Everything you have written, all those golden words, suddenly look like crap. The middle boring part of the book is ahead, or if you are writing into the dark, the fear of not knowing what is next rears up and becomes a monster.
And then the critical voice hits you with the thought, “This book is so bad, so much work to finish, what’s the point?”
That’s the end of the book. It goes into the unfinished file with a promise to yourself you’ll come back to it, but of course you never do.
Critical voice has killed the book dead.
Critical voice: 1. Writer: 0.
There have been some amazing articles written by professional writers about this spot in a novel. It really is a deadly spot.

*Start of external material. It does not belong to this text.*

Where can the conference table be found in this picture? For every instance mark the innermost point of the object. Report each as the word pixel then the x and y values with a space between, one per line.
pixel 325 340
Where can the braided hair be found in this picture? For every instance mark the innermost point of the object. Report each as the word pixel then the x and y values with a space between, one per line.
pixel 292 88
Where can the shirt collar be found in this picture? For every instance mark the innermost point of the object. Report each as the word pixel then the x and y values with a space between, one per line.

So how do you get through it?
There is only one way.
Suck it up and write the next sentence.
And then the next.
You must be aware that this stopping point in a book is part of the process and you can’t let the critical voice in the door to kill it.
There are no easy solutions.
And sucking it up is not an easy solution.
Just keep writing, shove the critical voice down into the corner again, believe there will be value in your work, and stay inside the character’s heads and keep writing.
Do not let yourself make any stupid promises to yourself. You are still writing the book, period.
Don’t get sloppy because the writing suddenly got difficult.
Just stay with the characters and stay in their heads and write the next sentence.
Trust your process.
Eventually, the excitement will return and you’ll find the end and be very glad you kept going.